Other versions (The different versions refers to the ones developed locally):

Version 1:

Files:

  • initialTest_architecture_privacyPriority.ipynb
  • initialTest_architecture_learningPriority.ipynb
  • initialTest_GossipLearning_fixed.ipynb
  • initialTest_GossipLearning_random.ipynb
  • initialTest_RingAllReduce.ipynb
  • initialTest_FL_SMA.ipynb
  • initialTest_FL_WMA.ipynb

Release notes:

  • Initial search of optimal ANN architecture.
  • The optimal architecture was found by cross-validation and classification metrics on test subset.
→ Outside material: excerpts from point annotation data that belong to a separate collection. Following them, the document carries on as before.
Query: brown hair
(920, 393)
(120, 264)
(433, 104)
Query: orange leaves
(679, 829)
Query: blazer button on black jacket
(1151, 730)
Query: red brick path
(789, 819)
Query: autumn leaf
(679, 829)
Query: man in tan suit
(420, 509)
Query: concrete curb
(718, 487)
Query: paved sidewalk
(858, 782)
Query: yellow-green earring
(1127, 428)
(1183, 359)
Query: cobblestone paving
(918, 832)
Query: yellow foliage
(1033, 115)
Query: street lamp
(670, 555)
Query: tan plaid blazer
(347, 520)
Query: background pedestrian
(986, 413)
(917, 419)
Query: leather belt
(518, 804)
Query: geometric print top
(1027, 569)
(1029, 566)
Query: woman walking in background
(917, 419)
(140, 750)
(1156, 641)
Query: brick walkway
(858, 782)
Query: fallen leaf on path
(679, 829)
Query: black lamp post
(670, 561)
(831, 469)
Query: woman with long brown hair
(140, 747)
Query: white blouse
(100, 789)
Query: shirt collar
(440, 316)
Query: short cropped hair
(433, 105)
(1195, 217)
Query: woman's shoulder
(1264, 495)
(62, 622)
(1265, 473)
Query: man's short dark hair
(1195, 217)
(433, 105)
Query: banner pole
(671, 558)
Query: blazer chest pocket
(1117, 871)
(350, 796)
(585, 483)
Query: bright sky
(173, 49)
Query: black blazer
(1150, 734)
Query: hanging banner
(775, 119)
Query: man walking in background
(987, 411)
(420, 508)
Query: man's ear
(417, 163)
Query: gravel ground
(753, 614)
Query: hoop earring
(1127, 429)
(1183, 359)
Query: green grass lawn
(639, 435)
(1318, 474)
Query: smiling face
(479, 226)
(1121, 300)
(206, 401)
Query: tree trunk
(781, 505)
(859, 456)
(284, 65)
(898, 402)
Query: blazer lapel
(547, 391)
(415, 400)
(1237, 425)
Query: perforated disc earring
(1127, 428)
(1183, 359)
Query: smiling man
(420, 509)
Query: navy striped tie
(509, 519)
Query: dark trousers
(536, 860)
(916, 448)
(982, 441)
Two variants: "..._privacyPriority" considering only the client with more quantity of data. "..._learningPriority" considering the medical data of all the clients.
  • Initial version of the distributed architectures
  • Each notebook is explained with pseudocodes at the beginning.
  • Test metrics was measured at the final round
  • Model weights were programmed to be saved in a .h5 format.
  • FL architecture shows a good performance and a correct implementation of the code.
  • The validation metrics evolution of other architecures appears no to have the correct behavior.

Version 2:

Files:

  • Test_customized_1_v2.ipynb
  • Test_RAR_v2.ipynb
  • results_test_RAR_v2.pkl
  • Test_GL_fixed_v2.ipynb
  • Test_GL_random_v2.ipynb

Release notes:

  • Problem reduced to 4 artificial clients, waiting an improve of the performance and the behaviour of the metrics.
  • Code improved to accept complex distributed architectures where a client receives more than one model weights of different clients.
  • Corrected code of client-to-client distributed architectures, having only one fitting per round and client.
  • Test metrics are not quite good but they presents the correct behavoir, consequence of the corrected code of the distributed architectures.
  • Corrected code of plotting for validation and test to show the evolution of each client in the rounds.

Version 3:

Files:

  • Test_RAR_v3_validation.ipynb
  • Test_RAR_v3_noValidation.ipynb
  • Test_customized_1_v3_noValidation.ipynb
  • Test_customized_1_v3_validation.ipynb
  • Test_GL_fixed_v3_noValidation.ipynb
  • Test_GL_fixed_v3_validation.ipynb
  • Test_GL_random_v3_noValidation.ipynb
  • Test_GL_random_v3_validation.ipynb
  • results_test_RAR_v3_validation.pkl
  • results_test_RAR_v3_noValidation.pkl

Release notes:

  • Now each architecture have a version with validation and without validation. Validation it is not necessary because cross-validation with all the medical data was carried out when determining the optimal ANN architecture.
  • Corrected lack of data scaling, causing a great improve in metrics values.
  • An attempt to recover the study of the five hospitals in some architectures.
  • Beta version of calculation of weight divergence metric in the RAR architecture.
  • Saving models for each client each 5 rounds and test metrics (and validation each exists) for all the rounds. The format elected was pickle.

Version 4:

Files:

  • Test_RAR_v4_validation.ipynb
  • Test_RAR_v4_noValidation.ipynb
  • Test_customized_1_v4_noValidation.ipynb
  • Test_customized_1_v4_validation.ipynb
  • Test_GL_fixed_v4_noValidation.ipynb
  • Test_GL_fixed_v4_validation.ipynb
  • Test_GL_random_v4_noValidation.ipynb
  • Test_GL_random_v4_validation.ipynb
  • results_Test_customized_1_v4_validation.pkl
  • results_Test_customized_1_v4_noValidation.pkl
  • results_Test_GL_fixed_v4_validation.pkl
  • results_Test_GL_fixed_v4_noValidation.pkl
  • results_Test_GL_random_v4_validation.pkl
  • results_Test_GL_random_v4_noValidation.pkl
  • results_Test_RAR_v4_validation.pkl
  • results_Test_RAR_v4_noValidation.pkl

Release notes:

  • Adjust of limits of all the plots to facilitate comparison of results.
  • Calculation of weight_divergence for all the client-to-client architectures at round 50 to facilitate comparison of results.
  • Code of FL architecture.
  • Implementation of final comments and descriptions in the notebooks.